Of course, the modern system certainly beats the older days when most clubs’ reserve teams were populated by promising youngsters on the way up mixed with a few older pros on the way down; and the age limits have resulted in a levelling of the field in terms of physical development at least.

The question often debated is whether this is actually too much of a levelling and whether the competitive edge generated by the older pros when the reserve teams were open age has been lost.

Consequently, there is less movement overall within the clubs between the first team and under-age / reserve sides in terms of interchangeability and as a result you often end up with completely separate entities.

In some ways this is a throwback to the bad old days when reserve teams were often viewed purely as reserve teams; and for some of the older pros playing at that time a spell in the reserves was often regarded as the easier option.

There were certain times of the year such as at Christmas or Easter for example, where some of the older or more experienced players felt there was a lot to be said for actually being left out of the first team.

A reserve game across the city at Brentford with an eleven o’clock kick-off meant that you were back in East London by mid-afternoon and ready to join in the festivities instead of finding yourself going all the way up the M1 to Huddersfield!
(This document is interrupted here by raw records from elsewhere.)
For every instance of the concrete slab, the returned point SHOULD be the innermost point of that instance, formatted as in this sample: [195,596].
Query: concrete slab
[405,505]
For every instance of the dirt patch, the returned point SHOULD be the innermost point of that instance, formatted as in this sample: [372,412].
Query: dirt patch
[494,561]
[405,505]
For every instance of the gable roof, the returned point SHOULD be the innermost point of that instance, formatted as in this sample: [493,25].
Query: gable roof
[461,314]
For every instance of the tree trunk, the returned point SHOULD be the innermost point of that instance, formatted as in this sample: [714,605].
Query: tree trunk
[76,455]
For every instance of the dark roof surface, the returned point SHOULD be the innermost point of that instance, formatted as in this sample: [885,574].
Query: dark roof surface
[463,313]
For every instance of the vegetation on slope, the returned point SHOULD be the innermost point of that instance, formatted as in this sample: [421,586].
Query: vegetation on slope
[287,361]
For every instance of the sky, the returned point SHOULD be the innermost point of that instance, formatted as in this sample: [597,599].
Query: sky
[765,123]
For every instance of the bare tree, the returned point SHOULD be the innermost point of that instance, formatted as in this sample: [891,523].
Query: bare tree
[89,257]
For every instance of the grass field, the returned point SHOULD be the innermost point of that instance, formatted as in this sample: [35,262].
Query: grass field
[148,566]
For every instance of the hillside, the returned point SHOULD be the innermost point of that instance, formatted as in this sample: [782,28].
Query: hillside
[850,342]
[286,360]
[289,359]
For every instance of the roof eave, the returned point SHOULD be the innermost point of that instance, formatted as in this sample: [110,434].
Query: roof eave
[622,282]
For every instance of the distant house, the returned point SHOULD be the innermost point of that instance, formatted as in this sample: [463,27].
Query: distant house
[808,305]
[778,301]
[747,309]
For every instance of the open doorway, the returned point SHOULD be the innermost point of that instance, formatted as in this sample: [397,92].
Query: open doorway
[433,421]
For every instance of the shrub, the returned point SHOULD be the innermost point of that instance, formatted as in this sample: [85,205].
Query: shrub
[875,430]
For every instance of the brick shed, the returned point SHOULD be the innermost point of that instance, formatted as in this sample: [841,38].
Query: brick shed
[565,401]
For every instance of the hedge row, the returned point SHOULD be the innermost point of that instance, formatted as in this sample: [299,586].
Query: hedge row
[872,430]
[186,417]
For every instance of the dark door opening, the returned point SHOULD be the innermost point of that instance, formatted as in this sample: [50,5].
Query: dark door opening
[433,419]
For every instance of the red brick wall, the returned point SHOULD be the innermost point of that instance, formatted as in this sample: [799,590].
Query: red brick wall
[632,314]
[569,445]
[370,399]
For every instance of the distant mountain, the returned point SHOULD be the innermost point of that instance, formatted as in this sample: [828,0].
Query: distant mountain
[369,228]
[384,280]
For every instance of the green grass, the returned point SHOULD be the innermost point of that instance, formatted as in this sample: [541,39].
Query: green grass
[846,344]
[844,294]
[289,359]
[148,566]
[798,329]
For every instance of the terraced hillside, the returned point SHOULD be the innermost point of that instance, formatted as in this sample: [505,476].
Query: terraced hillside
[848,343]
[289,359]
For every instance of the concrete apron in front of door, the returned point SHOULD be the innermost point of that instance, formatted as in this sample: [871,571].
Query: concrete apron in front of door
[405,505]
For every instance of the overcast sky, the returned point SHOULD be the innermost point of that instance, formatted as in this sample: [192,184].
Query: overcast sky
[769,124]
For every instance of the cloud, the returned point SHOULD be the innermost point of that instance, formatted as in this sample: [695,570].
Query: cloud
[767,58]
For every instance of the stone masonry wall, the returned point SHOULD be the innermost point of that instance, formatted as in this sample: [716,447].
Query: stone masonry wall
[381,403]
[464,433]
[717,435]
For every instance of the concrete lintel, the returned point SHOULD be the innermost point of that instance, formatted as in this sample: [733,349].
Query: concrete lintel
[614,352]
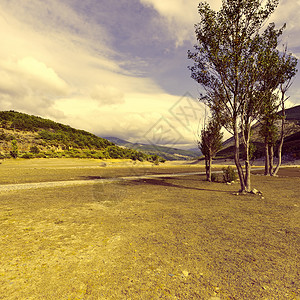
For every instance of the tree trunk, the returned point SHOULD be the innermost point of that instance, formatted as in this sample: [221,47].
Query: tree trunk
[237,156]
[271,159]
[281,140]
[247,165]
[266,157]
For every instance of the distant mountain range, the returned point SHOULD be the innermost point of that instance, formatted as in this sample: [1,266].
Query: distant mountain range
[291,146]
[164,152]
[26,136]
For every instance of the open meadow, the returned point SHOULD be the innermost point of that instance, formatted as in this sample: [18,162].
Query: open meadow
[156,238]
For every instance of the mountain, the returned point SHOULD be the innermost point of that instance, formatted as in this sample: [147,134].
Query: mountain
[291,145]
[27,136]
[164,152]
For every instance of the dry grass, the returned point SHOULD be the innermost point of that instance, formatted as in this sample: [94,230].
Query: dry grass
[177,238]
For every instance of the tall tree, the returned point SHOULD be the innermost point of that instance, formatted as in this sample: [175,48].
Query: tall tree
[227,64]
[210,142]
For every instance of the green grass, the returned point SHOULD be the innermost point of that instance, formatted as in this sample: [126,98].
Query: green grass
[179,238]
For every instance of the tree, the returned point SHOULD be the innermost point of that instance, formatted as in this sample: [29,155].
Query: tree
[210,143]
[228,63]
[14,151]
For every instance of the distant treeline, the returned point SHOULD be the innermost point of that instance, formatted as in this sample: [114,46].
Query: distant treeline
[71,142]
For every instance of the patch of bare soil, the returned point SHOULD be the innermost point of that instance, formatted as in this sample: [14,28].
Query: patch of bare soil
[170,238]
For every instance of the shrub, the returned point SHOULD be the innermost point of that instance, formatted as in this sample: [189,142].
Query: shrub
[229,174]
[27,155]
[14,152]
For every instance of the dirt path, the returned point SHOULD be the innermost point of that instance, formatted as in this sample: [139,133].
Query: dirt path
[26,186]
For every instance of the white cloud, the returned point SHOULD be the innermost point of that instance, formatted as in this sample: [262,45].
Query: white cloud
[180,16]
[107,95]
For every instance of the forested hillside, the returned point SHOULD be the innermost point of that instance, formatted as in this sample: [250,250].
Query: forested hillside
[167,153]
[27,136]
[291,146]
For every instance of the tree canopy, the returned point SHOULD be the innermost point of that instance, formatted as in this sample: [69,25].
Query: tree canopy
[233,62]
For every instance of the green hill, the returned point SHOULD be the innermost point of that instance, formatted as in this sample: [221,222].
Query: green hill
[291,146]
[37,137]
[167,153]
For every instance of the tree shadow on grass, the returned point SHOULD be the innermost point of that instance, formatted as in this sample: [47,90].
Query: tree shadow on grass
[162,182]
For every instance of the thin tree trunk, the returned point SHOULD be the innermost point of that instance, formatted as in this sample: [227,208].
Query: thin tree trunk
[271,159]
[209,168]
[206,168]
[281,140]
[266,157]
[237,156]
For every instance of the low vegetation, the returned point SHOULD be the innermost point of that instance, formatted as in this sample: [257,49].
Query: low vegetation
[162,238]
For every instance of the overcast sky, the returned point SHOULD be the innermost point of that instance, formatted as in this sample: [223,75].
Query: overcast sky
[114,68]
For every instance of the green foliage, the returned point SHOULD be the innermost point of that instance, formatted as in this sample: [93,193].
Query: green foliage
[27,155]
[229,174]
[14,152]
[34,150]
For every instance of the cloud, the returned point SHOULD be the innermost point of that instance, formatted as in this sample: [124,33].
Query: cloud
[107,95]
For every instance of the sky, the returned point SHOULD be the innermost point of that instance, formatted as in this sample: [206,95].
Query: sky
[114,68]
Football has moved on from those days of course, when the fixture list threw up games in quick succession with few opportunities to recover from the day before.

There would often be three games played over Easter; one on the Friday, the Saturday and another on the Monday. On Sunday mornings there would invariably be a light training session as well.

That doesn’t happen anymore and the present schedules at least allow for some rest and recovery in between matches. Despite the protests in the modern game about over-playing, this was the normal in those days but everyone agreed that things had to change; hence the concept of the under-age academies, the under-21s and then the under-23 reserve league.

Back to the present though and there are a lot of managers who are in favour of adopting the Spanish system of having club ‘B’ sides playing as first teams in the lower divisions as opposed to the under-age restrictions of the academies.

The likes of Real Madrid, Betis, Sevilla et al have ‘B’ sides who play in the second division of La Liga against the first- teams of their divisional opponents, thus ensuring that the youngsters get full competitive experience against regular club sides and the chance to prove themselves in the senior divisions as opposed to the academy leagues.

The argument in support of the successful model used by the leading Spanish clubs is simply that players are developing so much younger nowadays than they used to.

Coaches are taking the view that at 16 – 18 years of age (or younger in many cases) these players should be playing regular first-team football and the feeling is that they just won’t get the competitive experience they need to play at higher levels if all their football is governed by the limits placed by the academies.

West Ham United v SV Werder Bremen - Betway Cup Photo by Tony Marshall/Getty Images

The ‘B’ team route via sides like Real Madrid Castilla, Betis 'B', Villlareal 'B' etc. is therefore seen as the preferred option for promising youngsters to gain valuable and regular first team experience.

Although clubs in England’s Premier League 2 are allowed to field an over-age goalkeeper and up to three outfield players, this still doesn’t address the issue of gaining experience by playing alongside and against more-seasoned professionals.

Reserve team football as such still exists outwith the Premier League; but at the moment the only option for clubs like West Ham United is to send younger players out on loan to clubs in the lower divisions, or overseas in the case of Reece Oxford in order to gain experience of competitive first team football.

It can be a huge jump from the under-age sides into the harsh world of the Premier League so the expression 'competitive first team football' becomes key to the whole argument.

David Gold has already stated that he would love to see more youngsters in West Ham United’s first team. Perhaps the system needs to be overhauled before that day finally comes.